For some reason men seem to age more gracefuly than women. That seems fair. After all, we're the ones who have to bear the major responsibilities of life. We're the ones who have to work most of our lives to support the wife and kids. We're the ones who have to make sure the plumbing works, the cars run and the roof doesn't leak. We're the ones who have to make sure we make enough money to pay for college, weddings and missions, and still have enough to retire. And after all that, statistically speaking, we get to die first, so it only seems fair that we get to check out with a look of distinction.
So remember folks, it's not Mother Nature you have to fool, but Father time you have to look out for.

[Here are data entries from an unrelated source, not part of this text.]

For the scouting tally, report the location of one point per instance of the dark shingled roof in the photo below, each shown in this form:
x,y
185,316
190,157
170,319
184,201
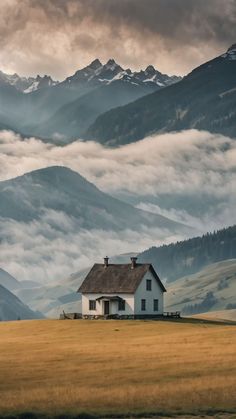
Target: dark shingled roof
x,y
116,278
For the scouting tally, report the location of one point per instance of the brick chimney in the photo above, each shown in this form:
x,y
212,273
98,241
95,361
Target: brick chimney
x,y
106,259
133,262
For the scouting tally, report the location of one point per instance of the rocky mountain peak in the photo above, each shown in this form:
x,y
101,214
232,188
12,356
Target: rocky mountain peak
x,y
95,64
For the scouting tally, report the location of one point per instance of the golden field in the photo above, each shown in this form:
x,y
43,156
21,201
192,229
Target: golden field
x,y
117,367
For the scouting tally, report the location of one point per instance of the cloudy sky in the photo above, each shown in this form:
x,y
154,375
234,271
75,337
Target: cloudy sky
x,y
59,36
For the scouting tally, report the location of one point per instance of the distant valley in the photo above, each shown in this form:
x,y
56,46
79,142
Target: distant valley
x,y
61,112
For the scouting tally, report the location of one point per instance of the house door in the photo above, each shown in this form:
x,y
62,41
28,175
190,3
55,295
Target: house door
x,y
106,307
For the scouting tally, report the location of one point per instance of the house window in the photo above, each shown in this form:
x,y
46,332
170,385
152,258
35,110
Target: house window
x,y
155,305
121,305
92,304
143,305
149,285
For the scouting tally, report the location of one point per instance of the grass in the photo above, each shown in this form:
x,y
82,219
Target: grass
x,y
105,367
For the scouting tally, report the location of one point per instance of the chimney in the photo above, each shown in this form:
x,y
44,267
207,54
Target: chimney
x,y
106,259
133,262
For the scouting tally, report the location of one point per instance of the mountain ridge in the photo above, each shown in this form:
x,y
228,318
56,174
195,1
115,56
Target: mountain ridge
x,y
205,99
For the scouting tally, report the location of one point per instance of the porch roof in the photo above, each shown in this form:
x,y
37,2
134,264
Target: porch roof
x,y
110,298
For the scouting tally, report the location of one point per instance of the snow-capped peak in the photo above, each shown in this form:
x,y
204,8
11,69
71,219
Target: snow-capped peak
x,y
230,53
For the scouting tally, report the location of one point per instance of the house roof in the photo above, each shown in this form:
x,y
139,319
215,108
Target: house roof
x,y
116,278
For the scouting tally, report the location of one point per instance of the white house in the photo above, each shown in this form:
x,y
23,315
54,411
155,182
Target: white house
x,y
131,290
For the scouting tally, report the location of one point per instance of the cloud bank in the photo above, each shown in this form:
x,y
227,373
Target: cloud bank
x,y
192,166
187,162
61,35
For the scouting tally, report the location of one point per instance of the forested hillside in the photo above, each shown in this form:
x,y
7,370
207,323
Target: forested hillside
x,y
187,257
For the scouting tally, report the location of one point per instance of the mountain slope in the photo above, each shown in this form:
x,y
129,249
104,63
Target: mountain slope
x,y
11,308
28,102
60,190
187,257
8,281
72,119
211,289
205,100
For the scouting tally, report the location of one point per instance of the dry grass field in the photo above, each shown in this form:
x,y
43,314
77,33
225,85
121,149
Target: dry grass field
x,y
116,367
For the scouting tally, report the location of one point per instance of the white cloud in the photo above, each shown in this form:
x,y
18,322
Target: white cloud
x,y
191,164
185,162
42,251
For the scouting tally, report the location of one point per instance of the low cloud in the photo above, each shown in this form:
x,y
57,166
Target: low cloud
x,y
52,248
189,162
190,166
57,37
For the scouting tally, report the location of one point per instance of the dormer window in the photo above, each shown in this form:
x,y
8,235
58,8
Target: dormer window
x,y
149,285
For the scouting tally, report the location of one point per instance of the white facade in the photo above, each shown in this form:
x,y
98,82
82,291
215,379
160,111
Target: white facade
x,y
133,302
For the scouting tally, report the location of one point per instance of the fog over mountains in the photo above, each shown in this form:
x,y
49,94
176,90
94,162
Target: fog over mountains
x,y
205,100
110,161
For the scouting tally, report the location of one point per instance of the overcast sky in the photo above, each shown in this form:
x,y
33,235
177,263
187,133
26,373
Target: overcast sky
x,y
59,36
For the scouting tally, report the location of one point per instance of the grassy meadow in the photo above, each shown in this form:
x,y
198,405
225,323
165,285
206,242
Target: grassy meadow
x,y
114,367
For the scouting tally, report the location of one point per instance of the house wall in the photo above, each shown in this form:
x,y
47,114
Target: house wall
x,y
129,305
149,296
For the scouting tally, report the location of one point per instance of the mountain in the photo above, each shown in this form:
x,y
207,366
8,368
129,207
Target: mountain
x,y
97,73
211,289
188,257
205,99
30,105
8,281
73,119
51,299
27,84
11,308
60,190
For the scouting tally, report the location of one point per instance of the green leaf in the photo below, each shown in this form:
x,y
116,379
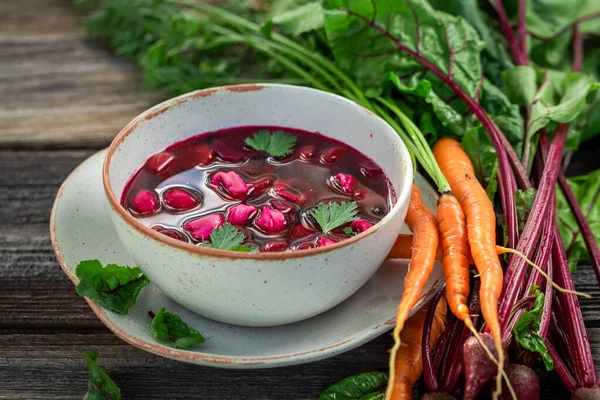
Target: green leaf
x,y
100,386
478,146
520,84
227,237
524,201
365,386
331,216
114,287
364,39
170,330
526,329
296,18
572,101
277,144
587,192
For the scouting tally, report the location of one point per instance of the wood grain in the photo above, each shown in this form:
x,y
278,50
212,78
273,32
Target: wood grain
x,y
58,89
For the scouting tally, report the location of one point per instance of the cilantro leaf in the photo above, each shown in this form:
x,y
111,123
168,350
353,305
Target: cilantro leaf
x,y
100,386
331,216
526,329
170,330
227,237
277,144
368,385
114,287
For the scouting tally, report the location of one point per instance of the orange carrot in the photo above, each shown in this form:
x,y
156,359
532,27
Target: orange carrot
x,y
481,233
403,248
425,243
456,255
409,359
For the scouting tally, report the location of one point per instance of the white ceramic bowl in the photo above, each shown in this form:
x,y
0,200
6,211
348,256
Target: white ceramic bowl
x,y
257,289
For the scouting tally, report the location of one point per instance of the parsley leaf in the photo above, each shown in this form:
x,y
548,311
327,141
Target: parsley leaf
x,y
114,287
100,386
227,237
277,144
170,330
331,216
526,329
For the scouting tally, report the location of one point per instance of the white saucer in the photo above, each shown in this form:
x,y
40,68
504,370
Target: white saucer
x,y
81,229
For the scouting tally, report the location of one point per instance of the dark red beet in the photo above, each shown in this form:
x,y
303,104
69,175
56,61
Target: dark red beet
x,y
330,156
201,228
281,206
479,368
160,163
232,183
270,220
241,214
274,246
179,199
586,394
524,381
199,155
144,202
170,233
438,396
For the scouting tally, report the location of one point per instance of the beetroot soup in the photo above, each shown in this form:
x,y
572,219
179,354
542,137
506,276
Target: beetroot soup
x,y
259,189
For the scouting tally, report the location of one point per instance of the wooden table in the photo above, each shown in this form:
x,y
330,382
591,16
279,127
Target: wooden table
x,y
62,98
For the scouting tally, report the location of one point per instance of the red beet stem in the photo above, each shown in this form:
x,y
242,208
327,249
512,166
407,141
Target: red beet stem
x,y
429,372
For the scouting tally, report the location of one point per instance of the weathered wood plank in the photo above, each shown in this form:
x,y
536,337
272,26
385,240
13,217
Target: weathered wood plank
x,y
59,90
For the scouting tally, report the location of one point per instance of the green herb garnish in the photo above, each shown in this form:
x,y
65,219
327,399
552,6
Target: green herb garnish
x,y
526,329
170,330
100,386
227,237
277,144
114,287
331,216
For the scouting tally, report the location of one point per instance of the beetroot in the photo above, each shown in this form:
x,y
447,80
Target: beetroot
x,y
200,155
274,246
586,394
232,183
270,220
360,225
324,241
479,368
179,199
346,183
201,228
160,163
524,381
288,194
241,214
144,202
170,233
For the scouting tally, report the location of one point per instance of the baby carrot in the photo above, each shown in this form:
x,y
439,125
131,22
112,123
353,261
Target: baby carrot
x,y
425,243
409,359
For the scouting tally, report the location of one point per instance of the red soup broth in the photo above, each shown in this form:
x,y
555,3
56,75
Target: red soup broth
x,y
202,183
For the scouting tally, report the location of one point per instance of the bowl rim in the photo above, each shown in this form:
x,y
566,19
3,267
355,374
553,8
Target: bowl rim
x,y
204,251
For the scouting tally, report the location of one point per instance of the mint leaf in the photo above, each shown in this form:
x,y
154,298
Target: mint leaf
x,y
100,386
227,237
170,330
526,329
331,216
365,386
276,144
114,287
587,191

Time marches on, but hopefully it won't march up and down your face.

3 comments:

Cristin said...

This post reminds me of when I used to watch reruns of the Monkees when I was 12. I had a huge crush on Davy Jones, they I saw him how he currently looked and my dreams were shattered.

Erik said...

So I didn't know these actress's by name and dropped their name into google and hit image search... got to be careful with that one.eerrrr better call the bishop!

Erik said...

P.S. I remember spending your 30th birthday party with you as a scout, and driving home after dropping Mark Hammer off, you would say while drivng in your fab '87 vett, "Dude, can't believe I'm 30!"
I experienced that momment a few weeks ago as I turned 30. It's wierd how these ages make you feel like some threshold in your life must have passed, but yet the weeks before and after the birthday are identical, with no real change. Weird. You got 3 years to do all the things you said you were going to do before 50, so you better get crackin!